Ein schlechter Leiter ist ohnehin jemand, der in seinem Büro sitzt und versucht, Probleme zu lösen von denen er nichts versteht weil er Personalmanagement und Controlling als 2 verschiedene Positionen sieht.Mein Habitus war und ist Lernen,erfahren,beobachten und erkennen,Intuition,Anwenden und querdenken bei neuen Wegen.Es ist wie beim Fußball. Ein guter Kicker mit großer Erfahrung weiß selbst in einer für ihn neuen Spielsituation intuitiv ohne zu überlegen wie er reagieren muss wenn der Ball auf ihn zukommt.

 

Neue Situationen gibt es nicht, sondern nur ähnliche Begegnungen aus der Erfahrung.
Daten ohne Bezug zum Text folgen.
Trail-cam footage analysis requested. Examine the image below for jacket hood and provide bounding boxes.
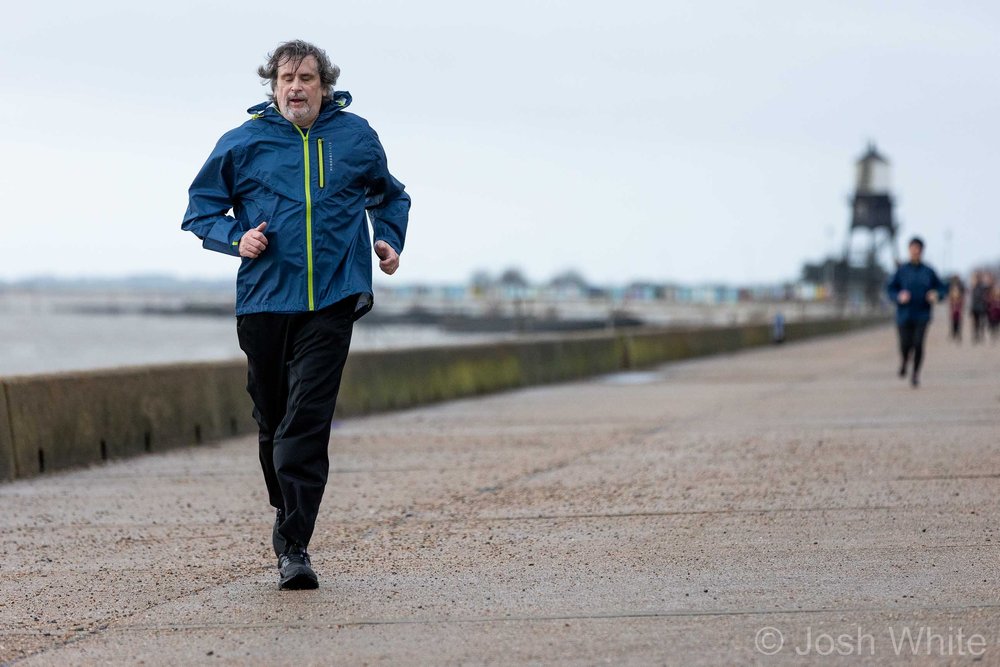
[247,90,353,118]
Ein Unternehmen können Sie nur mit  persönlichem und selbst gelebtem Leadership führen. Ein Leiter, der einen Zigarettenstummel im Lager entdeckt, staucht den Lagerleiter zusammen. Ein Leader hebt den Stummel auf, wirft ihn in den Müll und fragt den Mitarbeiter, was geschehen müsse damit so etwas nicht wieder vorkommt weil es von außen wie ein verkommenes Lager aussieht.

 

Die Aussage / Zitat von Exupery trifft es immer wieder……siehe Fett unten !!!……….

 

"Wir sind Damen und Herren im Dienste von Damen und Herren" sagte schon Cesar Ritz , der legendäre Hotelier……………….mein Vorbild in Sachen Motivation und Personalmanagement. Und das wichtige daher zum Schluß: Ein Familienunternehmen mit Tradition ist unwiederbringbar.......nicht nur für die Analen der Geschichte.Man prägt Generationen mit Wert...............so etwas verkauft man nicht.Es ist eine Generationsgeschichte von unschätzbarem Wert.

 

Hospitality Management ist derzeit das einzige Studienfach was annähernd das lehrt, was es langfristig lohnt zu belegen um das bekannte alte Gelehrte weiter zu verfeinern....in meinem spez. beruflichen Fall !!!. Nie aufzuhören,  sich zu wandeln und anzupassen an die Zeit und den Kunden in den Mittelpunkt seiner Aktivitäten zu setzen.

 

Wenn Du ein Schiff bauen willst, so trommle nicht Männer zusammen, um Holz zu beschaffen, Werkzeuge vorzubereiten, Aufgaben zu vergeben und die Arbeit einzuteilen, sondern lehre die Männer die Sehnsucht nach dem weiten Meer.

 

 (Antoine de Saint Exupéry zum Thema Motivation)

 

Tja......"Way back Home"..sagen schon Bag Raiders...wie passend und ich ? Ich muss mich erst ans il dolce far niente langsam gewöhnen  :-( und das fällt mir verdammt schwer ,auch noch heute.

 

Denke so oft an mein Bad Nauheim und mein letztes Unternehmen positv nach...Ich wollte nicht loslassen, ich mußte es gesundheitlich......auch wenn danach alles lieb gewonnene und gewohnte fällt.

 

Wenn ich mich nun öfter  spiegele,würde ehr ein Schäfer zu mir passen.Allein,Natur und stille Begleiter. Ich würde, glaub ich rundum zufrieden sein. Was brauch ich denn?.Den Kick,den Erfolg?.

 

Nein,Zufriedenheit mit mir selbst........nicht für andere,nur für mich............................Ja, um so öfter ich drüber Nachdenke, umso mehr fühle ich das nichts mehr an einem nun zerrt. Frei,selbstbestimmt und kein Hamsterrad.Ich bin heute freier ,zwar monetär extrem gefesselt und eingeschränkt...aber Freier.